Property mogul Donald Trump, a wildcard entrant into the race for the presidential nomination for 2016, has seen a surge in popularity at the polls and this has given him the pole position in Thursday night’s Republican Party primary debate in Cleveland, Ohio.
"On the eve of the Republican debate, CNN announced that it would host the first Democratic presidential debate in Nevada on October 13."
The main debate, which will be hosted by right-leaning television channel Fox News and will begin at 9 p.m. EDT, saw the prime slot given to the top ten Republican candidates as ranked by five polls, including Bloomberg , CBS News , Fox News , Monmouth University and Quinnipiac University.
A lower-tier debate, likely organised to accommodate the raft of eclectic candidates, who have thus far entered the race, will include Indian-American Governor of Louisiana Bobby Jindal and former Texas Governor Rick Perry.
Mr. Trump, who topped the polls and is seen by some as a controversial candidate for, among other things, his strong views on immigration control and his off-the-cuff remarks on the Hispanic community, will literally be positioned front and centre for the evening’s main event.
He will be flanked by former Florida Governor Jeb Bush, Wisconsin Governor Scott Walker, former Arkansas Governor Mike Huckabee, neurosurgeon Ben Carson, Texas Senator Ted Cruz, Florida Senator Marco Rubio, Kentucky Senator Rand Paul, New Jersey Governor Chris Christie and Ohio Governor John Kasich.
In the polls, Mr. Trump’s closest competitor was Mr. Bush, who trailed him by more than 10 points, making Mr. Trump the “default king the other Republicans will have to uncrown.”
In addition to Mr. Jindal and Mr. Perry, those who did not make the cut and had to be satisfied with the “undercard debate” at 5 p.m. EDT, were former Pennsylvania Senator Rick Santorum, sole woman candidate and former Hewlett Packard head Carly Fiorina, South Carolina Senator Lindsey Graham, former New York Governor George Pataki, and former Virginia Governor Jim Gilmore.
Similar to previous years’ debates, the candidates will be given one minute to answer questions posed to them, following which the moderators will select other candidates for 30 seconds for rebuttals.
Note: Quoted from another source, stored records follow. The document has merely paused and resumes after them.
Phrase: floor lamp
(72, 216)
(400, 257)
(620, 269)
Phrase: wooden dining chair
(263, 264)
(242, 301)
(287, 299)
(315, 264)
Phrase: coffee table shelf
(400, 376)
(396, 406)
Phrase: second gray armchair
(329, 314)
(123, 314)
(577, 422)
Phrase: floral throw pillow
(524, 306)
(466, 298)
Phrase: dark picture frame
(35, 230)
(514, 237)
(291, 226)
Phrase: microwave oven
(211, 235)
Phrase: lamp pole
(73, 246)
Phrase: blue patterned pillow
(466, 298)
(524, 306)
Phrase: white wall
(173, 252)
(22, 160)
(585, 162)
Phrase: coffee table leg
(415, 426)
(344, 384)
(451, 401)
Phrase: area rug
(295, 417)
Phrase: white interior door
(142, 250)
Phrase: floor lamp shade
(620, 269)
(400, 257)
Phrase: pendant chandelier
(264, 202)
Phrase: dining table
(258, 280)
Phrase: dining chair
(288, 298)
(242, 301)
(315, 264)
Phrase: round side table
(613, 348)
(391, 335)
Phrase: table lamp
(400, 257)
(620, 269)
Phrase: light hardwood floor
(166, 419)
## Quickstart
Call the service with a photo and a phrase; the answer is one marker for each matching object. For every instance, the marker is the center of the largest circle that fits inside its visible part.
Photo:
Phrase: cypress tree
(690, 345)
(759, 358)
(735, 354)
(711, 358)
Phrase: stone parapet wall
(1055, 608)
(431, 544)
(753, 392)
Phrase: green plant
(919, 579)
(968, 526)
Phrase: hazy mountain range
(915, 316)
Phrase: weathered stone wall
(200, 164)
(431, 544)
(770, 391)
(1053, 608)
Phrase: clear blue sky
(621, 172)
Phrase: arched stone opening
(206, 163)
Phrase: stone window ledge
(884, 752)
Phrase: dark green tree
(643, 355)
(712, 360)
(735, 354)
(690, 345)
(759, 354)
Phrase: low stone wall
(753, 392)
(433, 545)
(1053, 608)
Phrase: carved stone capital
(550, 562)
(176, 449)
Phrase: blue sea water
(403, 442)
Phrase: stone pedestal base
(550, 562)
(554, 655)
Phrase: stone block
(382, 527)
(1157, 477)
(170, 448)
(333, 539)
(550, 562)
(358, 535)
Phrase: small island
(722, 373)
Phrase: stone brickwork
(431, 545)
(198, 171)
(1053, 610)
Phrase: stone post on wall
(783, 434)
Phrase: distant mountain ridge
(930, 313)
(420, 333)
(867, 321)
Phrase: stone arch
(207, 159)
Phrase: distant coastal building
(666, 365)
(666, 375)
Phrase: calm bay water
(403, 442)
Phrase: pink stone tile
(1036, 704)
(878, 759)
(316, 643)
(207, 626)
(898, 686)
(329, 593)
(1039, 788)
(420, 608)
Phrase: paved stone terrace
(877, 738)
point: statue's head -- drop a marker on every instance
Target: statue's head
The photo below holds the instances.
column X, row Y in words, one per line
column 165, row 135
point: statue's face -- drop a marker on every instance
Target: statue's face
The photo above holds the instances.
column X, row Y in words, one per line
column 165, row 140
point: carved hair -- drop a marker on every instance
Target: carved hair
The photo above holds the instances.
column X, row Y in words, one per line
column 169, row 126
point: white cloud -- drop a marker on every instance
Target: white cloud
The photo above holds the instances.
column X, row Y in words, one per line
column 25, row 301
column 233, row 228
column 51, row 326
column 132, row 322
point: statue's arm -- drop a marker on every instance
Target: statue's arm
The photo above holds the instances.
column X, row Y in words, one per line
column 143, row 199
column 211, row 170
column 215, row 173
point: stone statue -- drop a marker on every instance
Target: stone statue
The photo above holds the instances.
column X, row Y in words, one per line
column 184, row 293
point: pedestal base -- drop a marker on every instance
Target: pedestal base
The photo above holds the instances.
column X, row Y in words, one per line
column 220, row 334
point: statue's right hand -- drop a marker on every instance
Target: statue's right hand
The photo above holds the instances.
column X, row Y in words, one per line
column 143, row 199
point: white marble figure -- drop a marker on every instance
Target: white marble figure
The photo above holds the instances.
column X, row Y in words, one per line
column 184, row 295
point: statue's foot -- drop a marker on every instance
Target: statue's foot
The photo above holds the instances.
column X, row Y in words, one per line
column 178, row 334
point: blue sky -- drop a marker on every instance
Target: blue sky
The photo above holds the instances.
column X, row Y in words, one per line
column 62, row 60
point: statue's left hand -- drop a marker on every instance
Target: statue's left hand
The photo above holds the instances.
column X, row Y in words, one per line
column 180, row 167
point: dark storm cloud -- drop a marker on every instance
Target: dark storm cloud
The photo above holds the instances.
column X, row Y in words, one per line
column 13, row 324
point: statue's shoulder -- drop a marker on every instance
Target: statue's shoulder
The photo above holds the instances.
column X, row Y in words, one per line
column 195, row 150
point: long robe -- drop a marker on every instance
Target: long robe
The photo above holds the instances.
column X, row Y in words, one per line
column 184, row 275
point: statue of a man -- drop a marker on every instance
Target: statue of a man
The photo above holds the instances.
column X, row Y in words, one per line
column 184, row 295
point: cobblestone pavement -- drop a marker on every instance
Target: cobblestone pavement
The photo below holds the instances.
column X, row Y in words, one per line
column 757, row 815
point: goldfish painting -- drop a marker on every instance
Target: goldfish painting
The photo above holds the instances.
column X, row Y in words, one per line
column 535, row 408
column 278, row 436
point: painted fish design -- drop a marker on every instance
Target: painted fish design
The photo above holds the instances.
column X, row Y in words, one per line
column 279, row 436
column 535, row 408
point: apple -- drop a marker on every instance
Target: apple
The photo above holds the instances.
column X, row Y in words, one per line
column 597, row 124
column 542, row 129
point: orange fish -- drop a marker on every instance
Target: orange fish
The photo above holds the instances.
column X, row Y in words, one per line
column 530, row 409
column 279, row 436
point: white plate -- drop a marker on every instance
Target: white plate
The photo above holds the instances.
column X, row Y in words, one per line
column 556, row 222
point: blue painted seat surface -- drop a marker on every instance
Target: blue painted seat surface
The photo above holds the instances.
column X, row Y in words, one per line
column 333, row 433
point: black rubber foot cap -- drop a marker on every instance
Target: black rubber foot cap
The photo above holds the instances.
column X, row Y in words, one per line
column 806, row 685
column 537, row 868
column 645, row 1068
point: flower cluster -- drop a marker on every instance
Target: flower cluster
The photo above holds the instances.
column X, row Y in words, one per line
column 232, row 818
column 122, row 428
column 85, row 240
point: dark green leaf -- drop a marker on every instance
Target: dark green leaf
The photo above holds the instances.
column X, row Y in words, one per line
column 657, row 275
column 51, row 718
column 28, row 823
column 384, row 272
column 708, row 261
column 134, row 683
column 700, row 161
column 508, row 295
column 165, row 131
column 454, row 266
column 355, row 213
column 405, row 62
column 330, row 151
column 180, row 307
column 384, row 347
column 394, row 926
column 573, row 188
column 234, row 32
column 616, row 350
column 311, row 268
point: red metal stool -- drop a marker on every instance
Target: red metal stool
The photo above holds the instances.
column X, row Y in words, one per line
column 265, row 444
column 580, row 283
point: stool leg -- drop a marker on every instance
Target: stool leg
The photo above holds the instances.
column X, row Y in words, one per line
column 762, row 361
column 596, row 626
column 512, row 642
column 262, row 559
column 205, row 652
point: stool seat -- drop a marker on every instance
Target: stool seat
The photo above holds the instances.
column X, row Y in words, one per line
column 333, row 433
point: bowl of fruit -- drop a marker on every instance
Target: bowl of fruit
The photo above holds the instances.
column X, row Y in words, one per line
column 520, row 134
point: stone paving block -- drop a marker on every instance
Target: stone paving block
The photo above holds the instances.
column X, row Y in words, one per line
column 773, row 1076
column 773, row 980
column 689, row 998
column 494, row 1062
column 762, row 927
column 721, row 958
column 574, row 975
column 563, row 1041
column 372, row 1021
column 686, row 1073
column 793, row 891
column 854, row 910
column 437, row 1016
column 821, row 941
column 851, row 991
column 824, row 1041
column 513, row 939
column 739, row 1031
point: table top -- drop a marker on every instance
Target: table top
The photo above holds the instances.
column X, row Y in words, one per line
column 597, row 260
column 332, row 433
As the co-host of the debate, Facebook will be given the opportunity to introduce a question at 15-minute intervals, possibly based on user inputs.
In the typical U.S. tradition, each of the two political parties will hold primary debates and pick a winner, after which a series of debates will pitch the two final candidates against each other in a closely-watched head-to-head debate nearer to the actual election in November 2016.